Desde então, os críticos têm dito que a opção à beira da água é uma bênção para as empresas, uma vez que podem usar a contabilidade criativa para transferir lucros para subsidiárias noutros países e, assim, reduzir as suas contas fiscais na Califórnia.
Esta crítica está a ser reavivada pelos defensores do regresso a um sistema exclusivamente unitário.
O deputado Damon Connolly, um democrata de San Rafael, apresentou um projeto de lei tributária único. Na quarta-feira, os comités fiscais de ambas as legislaturas realizaram audiências para receber opiniões de defensores e opositores.
Defensores como o professor de direito da UC-Davis, Darien Shansk, argumentaram que as empresas beneficiaram das recentes alterações fiscais federais e que a Califórnia deveria aproveitar os seus lucros para apoiar serviços estatais vitais que estão ameaçados de cortes.
Os opositores, como Jared Walczak, da California Tax Foundation, alertaram que o regresso a um sistema único complicaria o cumprimento das obrigações fiscais e potencialmente renovaria a oposição internacional.

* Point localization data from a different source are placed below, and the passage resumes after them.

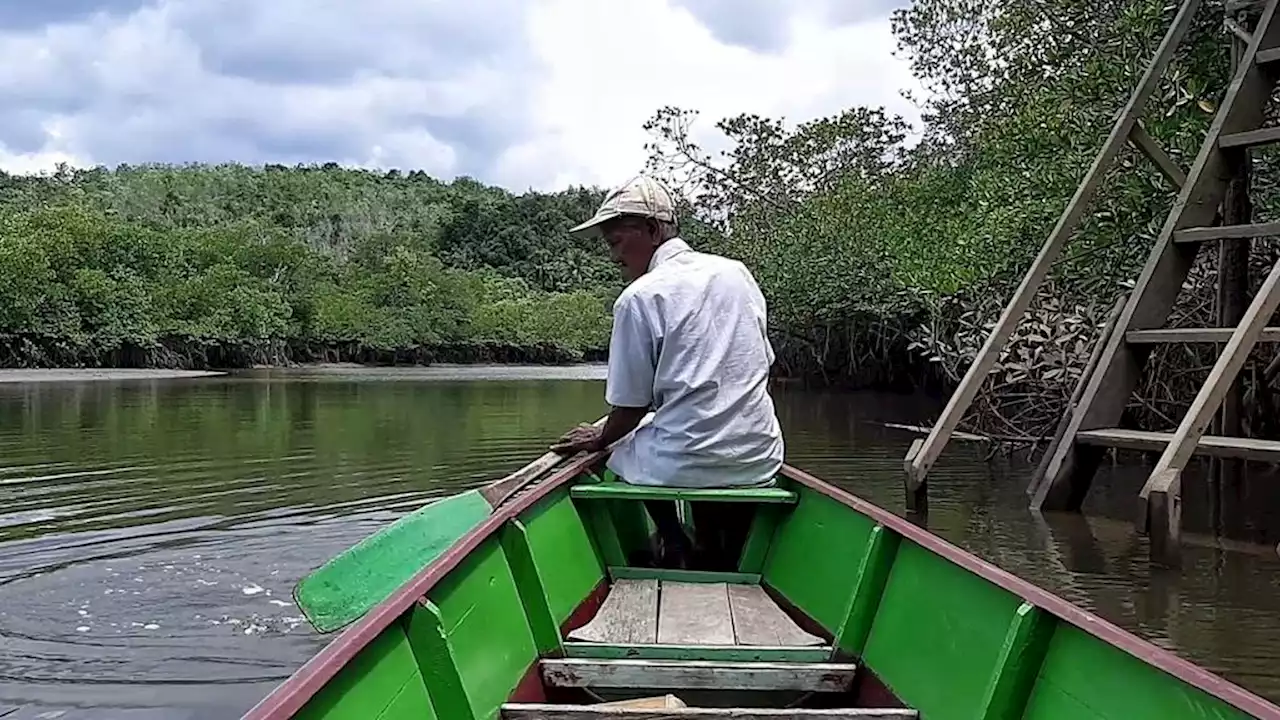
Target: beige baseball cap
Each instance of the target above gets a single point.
(641, 195)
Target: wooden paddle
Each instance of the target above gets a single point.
(357, 579)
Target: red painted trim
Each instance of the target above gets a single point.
(289, 696)
(1063, 610)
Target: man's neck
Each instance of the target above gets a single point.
(668, 249)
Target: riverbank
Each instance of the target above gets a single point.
(86, 374)
(178, 352)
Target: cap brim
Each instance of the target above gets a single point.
(592, 228)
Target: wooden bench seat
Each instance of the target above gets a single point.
(626, 491)
(538, 711)
(698, 674)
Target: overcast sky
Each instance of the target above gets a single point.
(526, 94)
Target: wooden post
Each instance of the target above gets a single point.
(1036, 488)
(1161, 496)
(1233, 287)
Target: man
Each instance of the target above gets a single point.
(689, 340)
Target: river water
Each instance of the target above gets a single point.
(151, 531)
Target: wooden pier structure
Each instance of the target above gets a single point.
(1212, 209)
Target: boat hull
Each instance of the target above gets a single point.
(929, 627)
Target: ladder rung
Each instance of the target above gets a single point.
(1224, 232)
(1267, 57)
(1216, 446)
(684, 674)
(1249, 139)
(1193, 335)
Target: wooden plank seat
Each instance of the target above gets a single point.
(626, 491)
(539, 711)
(698, 674)
(659, 619)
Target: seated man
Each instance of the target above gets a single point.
(689, 340)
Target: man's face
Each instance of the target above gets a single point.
(631, 244)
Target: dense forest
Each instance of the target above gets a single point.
(882, 249)
(233, 265)
(885, 251)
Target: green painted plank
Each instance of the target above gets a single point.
(604, 536)
(759, 538)
(816, 556)
(1020, 657)
(684, 575)
(872, 578)
(626, 491)
(485, 625)
(353, 582)
(734, 654)
(408, 703)
(563, 554)
(1088, 679)
(632, 524)
(938, 633)
(529, 584)
(434, 657)
(382, 679)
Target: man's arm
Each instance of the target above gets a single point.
(621, 422)
(629, 387)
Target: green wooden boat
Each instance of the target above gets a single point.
(836, 609)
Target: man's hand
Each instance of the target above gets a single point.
(583, 437)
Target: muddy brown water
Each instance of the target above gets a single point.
(151, 529)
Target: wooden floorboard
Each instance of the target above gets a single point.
(691, 614)
(691, 674)
(759, 620)
(627, 616)
(535, 711)
(694, 614)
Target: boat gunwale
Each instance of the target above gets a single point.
(1077, 616)
(304, 683)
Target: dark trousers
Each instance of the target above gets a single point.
(720, 531)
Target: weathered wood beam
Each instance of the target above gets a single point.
(1194, 335)
(1215, 446)
(1238, 31)
(1165, 482)
(1157, 287)
(1249, 139)
(1148, 146)
(1224, 232)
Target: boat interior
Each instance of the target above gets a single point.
(558, 611)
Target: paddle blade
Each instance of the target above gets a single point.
(353, 582)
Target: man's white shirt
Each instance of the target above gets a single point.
(689, 341)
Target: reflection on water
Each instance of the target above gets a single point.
(151, 531)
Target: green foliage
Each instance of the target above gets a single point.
(97, 260)
(844, 222)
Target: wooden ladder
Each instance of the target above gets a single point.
(1191, 223)
(1125, 130)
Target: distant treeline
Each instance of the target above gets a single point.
(232, 265)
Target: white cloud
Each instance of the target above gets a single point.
(520, 92)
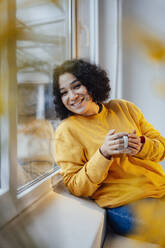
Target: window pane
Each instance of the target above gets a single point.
(43, 41)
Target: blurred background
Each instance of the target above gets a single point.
(125, 37)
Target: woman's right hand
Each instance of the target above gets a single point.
(113, 144)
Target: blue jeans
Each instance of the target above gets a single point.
(121, 219)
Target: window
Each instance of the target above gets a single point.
(43, 41)
(35, 36)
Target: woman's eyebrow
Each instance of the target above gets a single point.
(74, 81)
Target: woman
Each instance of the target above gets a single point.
(108, 152)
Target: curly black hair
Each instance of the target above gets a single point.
(90, 75)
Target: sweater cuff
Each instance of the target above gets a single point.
(97, 168)
(145, 148)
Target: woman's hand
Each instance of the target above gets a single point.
(134, 143)
(114, 144)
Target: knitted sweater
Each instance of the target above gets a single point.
(123, 178)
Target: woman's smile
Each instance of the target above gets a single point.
(75, 96)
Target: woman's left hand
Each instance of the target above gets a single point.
(134, 143)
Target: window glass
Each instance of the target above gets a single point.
(43, 41)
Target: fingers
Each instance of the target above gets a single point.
(118, 135)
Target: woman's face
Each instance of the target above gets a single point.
(75, 96)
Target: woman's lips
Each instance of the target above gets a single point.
(78, 103)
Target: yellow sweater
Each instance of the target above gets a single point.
(122, 179)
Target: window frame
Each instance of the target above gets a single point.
(11, 203)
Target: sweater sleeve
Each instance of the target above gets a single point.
(154, 146)
(82, 177)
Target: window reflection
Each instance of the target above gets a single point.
(43, 41)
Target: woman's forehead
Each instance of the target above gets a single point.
(66, 80)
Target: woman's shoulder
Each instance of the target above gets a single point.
(63, 127)
(118, 103)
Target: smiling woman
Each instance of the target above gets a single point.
(77, 88)
(111, 154)
(75, 96)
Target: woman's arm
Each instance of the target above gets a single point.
(154, 146)
(82, 177)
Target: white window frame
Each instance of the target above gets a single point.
(11, 203)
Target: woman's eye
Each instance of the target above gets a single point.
(77, 86)
(63, 93)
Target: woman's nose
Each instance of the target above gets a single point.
(73, 95)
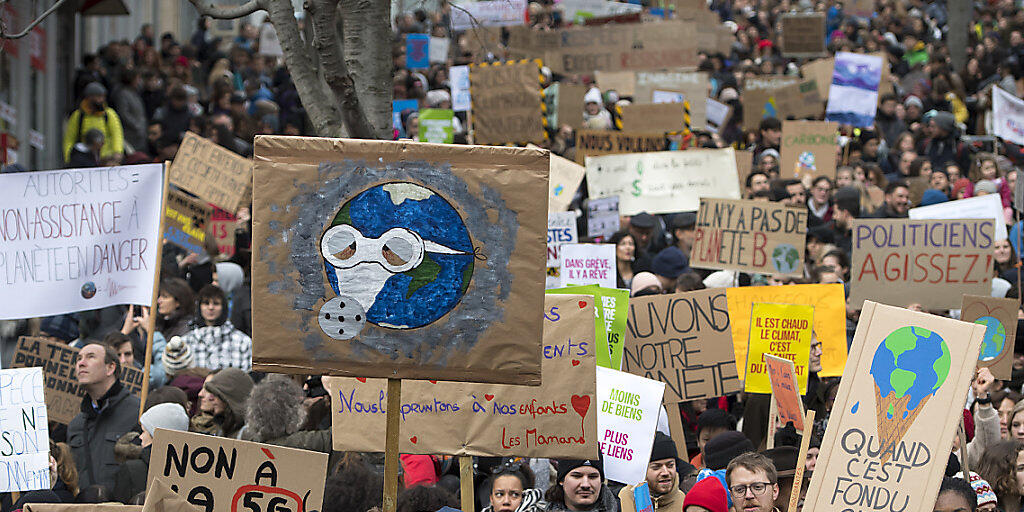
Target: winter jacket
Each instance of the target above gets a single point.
(93, 432)
(84, 119)
(670, 502)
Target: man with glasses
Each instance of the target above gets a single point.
(753, 483)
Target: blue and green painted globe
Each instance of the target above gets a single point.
(910, 361)
(784, 258)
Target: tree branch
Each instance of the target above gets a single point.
(324, 15)
(208, 8)
(3, 30)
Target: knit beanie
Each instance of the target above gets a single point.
(232, 386)
(708, 494)
(177, 355)
(566, 465)
(167, 416)
(724, 448)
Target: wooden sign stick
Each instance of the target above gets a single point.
(798, 476)
(391, 445)
(466, 482)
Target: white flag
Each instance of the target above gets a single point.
(1008, 117)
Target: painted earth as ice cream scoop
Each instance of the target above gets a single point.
(910, 361)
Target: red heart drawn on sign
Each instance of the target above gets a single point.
(581, 404)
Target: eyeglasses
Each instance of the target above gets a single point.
(757, 487)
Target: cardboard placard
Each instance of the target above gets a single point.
(980, 207)
(788, 406)
(557, 420)
(682, 340)
(598, 142)
(809, 148)
(829, 318)
(750, 236)
(803, 35)
(506, 101)
(561, 229)
(64, 395)
(433, 212)
(664, 181)
(185, 220)
(999, 317)
(930, 262)
(901, 394)
(211, 172)
(74, 240)
(26, 456)
(588, 264)
(221, 474)
(626, 423)
(782, 331)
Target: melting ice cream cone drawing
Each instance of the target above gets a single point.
(908, 368)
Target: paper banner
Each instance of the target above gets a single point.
(999, 318)
(750, 236)
(626, 423)
(425, 216)
(665, 181)
(556, 420)
(682, 340)
(930, 262)
(898, 406)
(78, 239)
(782, 331)
(829, 318)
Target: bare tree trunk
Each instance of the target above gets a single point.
(367, 35)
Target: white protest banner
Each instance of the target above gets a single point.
(25, 453)
(488, 13)
(78, 239)
(664, 181)
(561, 229)
(1008, 117)
(626, 423)
(588, 264)
(982, 207)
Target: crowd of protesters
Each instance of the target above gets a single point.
(135, 99)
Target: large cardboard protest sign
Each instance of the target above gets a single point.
(79, 239)
(398, 259)
(561, 229)
(896, 413)
(981, 207)
(809, 148)
(557, 419)
(507, 101)
(998, 315)
(588, 264)
(750, 236)
(664, 181)
(220, 474)
(929, 262)
(782, 331)
(185, 220)
(682, 340)
(25, 457)
(598, 142)
(785, 391)
(626, 423)
(829, 318)
(803, 35)
(214, 173)
(64, 395)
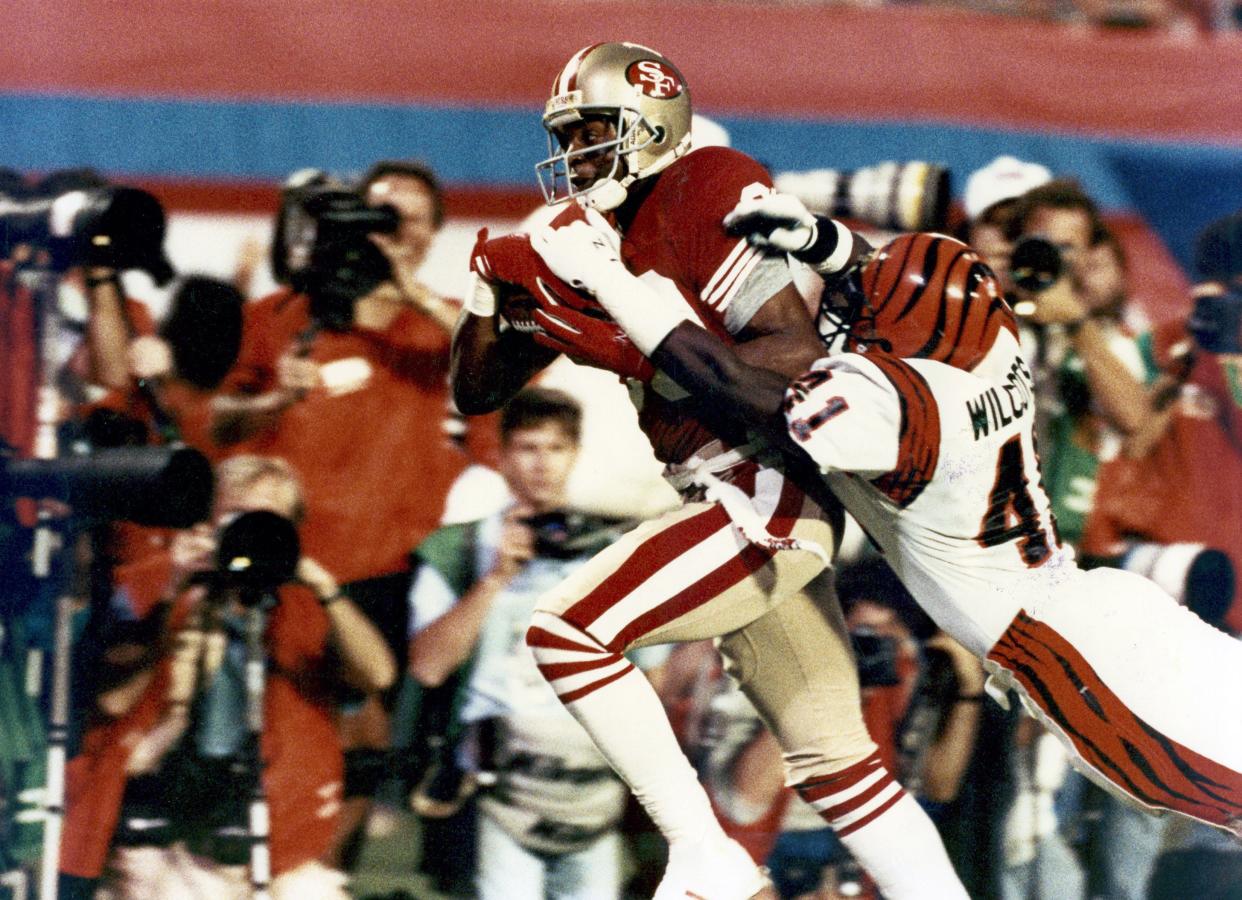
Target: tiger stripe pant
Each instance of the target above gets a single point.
(1143, 692)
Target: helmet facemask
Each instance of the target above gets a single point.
(632, 134)
(846, 319)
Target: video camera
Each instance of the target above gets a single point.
(118, 227)
(323, 247)
(876, 657)
(1216, 322)
(1036, 263)
(564, 534)
(162, 487)
(902, 196)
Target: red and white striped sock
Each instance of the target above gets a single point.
(886, 831)
(620, 710)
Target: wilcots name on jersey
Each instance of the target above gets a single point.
(997, 407)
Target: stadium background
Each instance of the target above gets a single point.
(211, 103)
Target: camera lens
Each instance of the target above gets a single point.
(1036, 263)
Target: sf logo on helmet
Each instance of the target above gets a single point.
(653, 78)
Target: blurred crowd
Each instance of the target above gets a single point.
(398, 684)
(1176, 18)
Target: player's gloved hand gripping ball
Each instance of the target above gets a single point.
(534, 301)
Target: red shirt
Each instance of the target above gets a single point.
(371, 453)
(303, 764)
(1189, 488)
(19, 374)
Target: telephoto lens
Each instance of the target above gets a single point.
(258, 551)
(1036, 263)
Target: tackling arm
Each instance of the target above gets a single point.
(487, 366)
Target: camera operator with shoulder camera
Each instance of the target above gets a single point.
(157, 801)
(1068, 278)
(550, 823)
(343, 373)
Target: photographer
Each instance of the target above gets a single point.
(1068, 273)
(343, 374)
(549, 827)
(154, 800)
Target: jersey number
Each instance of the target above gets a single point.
(1011, 513)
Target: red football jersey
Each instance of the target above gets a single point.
(676, 243)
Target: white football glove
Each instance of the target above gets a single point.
(780, 222)
(589, 258)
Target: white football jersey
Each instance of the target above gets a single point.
(939, 466)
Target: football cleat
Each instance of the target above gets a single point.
(716, 870)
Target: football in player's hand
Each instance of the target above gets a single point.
(516, 307)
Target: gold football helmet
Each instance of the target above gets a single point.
(645, 97)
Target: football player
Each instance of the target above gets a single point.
(732, 560)
(923, 430)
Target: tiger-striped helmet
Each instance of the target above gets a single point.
(646, 98)
(932, 297)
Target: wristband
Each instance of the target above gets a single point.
(98, 281)
(830, 248)
(481, 297)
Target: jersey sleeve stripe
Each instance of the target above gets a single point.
(738, 282)
(728, 271)
(919, 442)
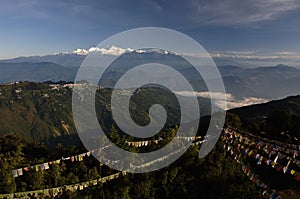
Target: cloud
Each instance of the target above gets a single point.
(229, 103)
(243, 12)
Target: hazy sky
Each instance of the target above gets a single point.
(242, 28)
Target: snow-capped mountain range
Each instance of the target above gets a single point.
(113, 50)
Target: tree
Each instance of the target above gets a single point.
(7, 181)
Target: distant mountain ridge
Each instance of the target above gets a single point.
(261, 82)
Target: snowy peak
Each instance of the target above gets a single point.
(116, 51)
(113, 50)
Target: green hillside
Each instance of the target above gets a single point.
(44, 111)
(277, 119)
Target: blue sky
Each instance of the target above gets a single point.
(258, 28)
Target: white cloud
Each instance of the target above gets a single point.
(230, 101)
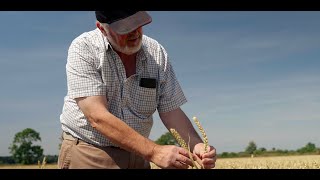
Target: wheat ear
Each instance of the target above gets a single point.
(183, 144)
(204, 136)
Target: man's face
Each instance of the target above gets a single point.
(128, 43)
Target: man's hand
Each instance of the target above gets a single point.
(171, 157)
(207, 159)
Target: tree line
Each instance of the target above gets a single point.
(251, 150)
(24, 150)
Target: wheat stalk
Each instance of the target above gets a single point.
(42, 165)
(183, 144)
(204, 136)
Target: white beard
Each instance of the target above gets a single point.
(125, 50)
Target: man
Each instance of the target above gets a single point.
(117, 78)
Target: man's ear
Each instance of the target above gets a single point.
(100, 27)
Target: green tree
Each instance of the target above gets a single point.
(251, 148)
(308, 148)
(166, 139)
(22, 149)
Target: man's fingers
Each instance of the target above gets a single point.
(209, 154)
(179, 165)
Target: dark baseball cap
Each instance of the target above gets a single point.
(123, 22)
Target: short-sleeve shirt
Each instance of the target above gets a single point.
(93, 69)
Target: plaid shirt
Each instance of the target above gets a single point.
(93, 68)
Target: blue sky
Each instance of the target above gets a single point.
(247, 75)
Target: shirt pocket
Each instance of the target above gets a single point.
(144, 100)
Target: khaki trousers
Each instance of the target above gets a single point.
(77, 154)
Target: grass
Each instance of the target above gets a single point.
(278, 162)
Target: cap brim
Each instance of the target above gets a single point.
(131, 23)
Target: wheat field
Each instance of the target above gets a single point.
(281, 162)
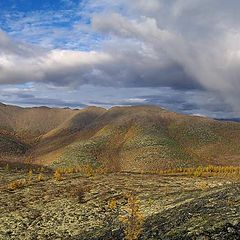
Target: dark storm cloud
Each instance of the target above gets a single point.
(186, 45)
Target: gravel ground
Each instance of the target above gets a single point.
(173, 207)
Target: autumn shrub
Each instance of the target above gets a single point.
(58, 175)
(30, 175)
(40, 177)
(17, 184)
(80, 193)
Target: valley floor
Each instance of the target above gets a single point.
(80, 207)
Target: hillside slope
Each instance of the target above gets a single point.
(142, 138)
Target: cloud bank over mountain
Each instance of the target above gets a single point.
(187, 48)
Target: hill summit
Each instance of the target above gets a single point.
(139, 138)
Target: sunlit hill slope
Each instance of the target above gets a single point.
(142, 138)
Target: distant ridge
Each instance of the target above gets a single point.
(229, 119)
(136, 138)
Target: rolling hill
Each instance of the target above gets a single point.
(141, 138)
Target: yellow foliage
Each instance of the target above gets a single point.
(17, 184)
(30, 173)
(40, 177)
(58, 175)
(112, 204)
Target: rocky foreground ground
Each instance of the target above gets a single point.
(77, 207)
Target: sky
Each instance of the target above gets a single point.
(183, 55)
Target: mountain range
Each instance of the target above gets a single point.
(136, 138)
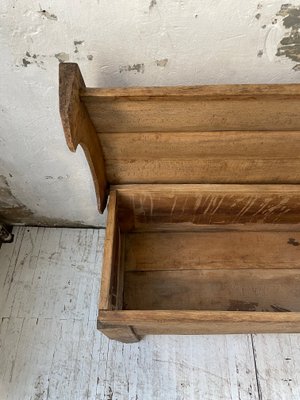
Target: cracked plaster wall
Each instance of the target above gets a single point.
(117, 43)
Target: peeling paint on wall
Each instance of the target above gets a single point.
(62, 57)
(134, 67)
(162, 63)
(48, 15)
(290, 45)
(77, 43)
(11, 209)
(118, 45)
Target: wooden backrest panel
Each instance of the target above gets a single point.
(198, 112)
(202, 157)
(204, 134)
(228, 134)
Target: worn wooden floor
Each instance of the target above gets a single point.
(50, 349)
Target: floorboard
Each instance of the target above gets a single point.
(50, 348)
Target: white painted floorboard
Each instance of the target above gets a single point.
(50, 348)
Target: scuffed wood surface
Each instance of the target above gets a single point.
(50, 348)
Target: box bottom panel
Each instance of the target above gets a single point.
(225, 290)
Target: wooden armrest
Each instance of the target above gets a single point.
(79, 128)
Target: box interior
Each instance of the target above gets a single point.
(169, 258)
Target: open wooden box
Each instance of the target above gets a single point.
(203, 232)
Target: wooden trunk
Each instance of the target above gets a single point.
(203, 228)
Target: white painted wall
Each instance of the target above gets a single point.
(136, 42)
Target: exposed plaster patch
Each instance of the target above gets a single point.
(135, 67)
(76, 44)
(290, 45)
(62, 57)
(11, 209)
(162, 63)
(47, 15)
(32, 59)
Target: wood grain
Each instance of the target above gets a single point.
(209, 250)
(222, 290)
(109, 280)
(202, 157)
(193, 113)
(193, 205)
(189, 322)
(78, 127)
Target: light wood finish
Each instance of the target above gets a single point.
(147, 205)
(123, 334)
(78, 127)
(221, 290)
(204, 212)
(208, 108)
(203, 322)
(211, 250)
(109, 282)
(202, 157)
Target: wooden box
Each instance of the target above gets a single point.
(203, 231)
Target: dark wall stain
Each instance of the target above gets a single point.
(290, 45)
(12, 211)
(62, 57)
(47, 15)
(32, 59)
(135, 67)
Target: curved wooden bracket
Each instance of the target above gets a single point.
(79, 128)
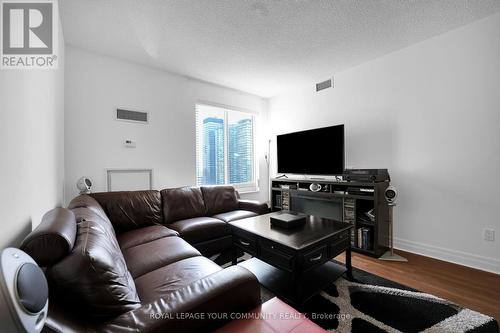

A afirmação dos defensores individuais de que a opção da margem da água é uma lacuna que reduziu as receitas fiscais das sociedades é duvidosa. A Califórnia tem a terceira maior taxa de imposto estatal sobre as sociedades do país, de 8,4%, e desde que a opção foi adoptada há 40 anos, as receitas fiscais das sociedades cresceram de 4,8 mil milhões de dólares para 43,5 mil milhões de dólares anualmente, um pouco menos do que a taxa de aumento dos impostos sobre o rendimento das pessoas singulares.
É duvidoso que a tributação única pudesse reduzir seriamente os défices orçamentais crónicos dos estados, e muito menos substituir os cortes federais. Dois especialistas fiscais de agências estatais disseram aos legisladores que estimar os ganhos de receitas é virtualmente impossível. O Centro de Orçamento e Política da Califórnia, de tendência esquerdista, estima que poderá render mais 3 mil milhões de dólares por ano, enquanto Shanske sugere 4 mil milhões de dólares.
O défice estatal ronda os 20 mil milhões de dólares por ano e as projecções para os défices futuros situam-se no mesmo intervalo. Para realmente colmatar a lacuna, os níveis propostos do imposto sobre a riqueza teriam de ser aumentados indefinidamente – e seriam necessários mais para substituir os cortes federais.
É mais um lembrete de que fazer promessas sem receitas para apoiá-las é uma tarefa tola para as finanças públicas.
Dan Walters é colunista do CalmMatter.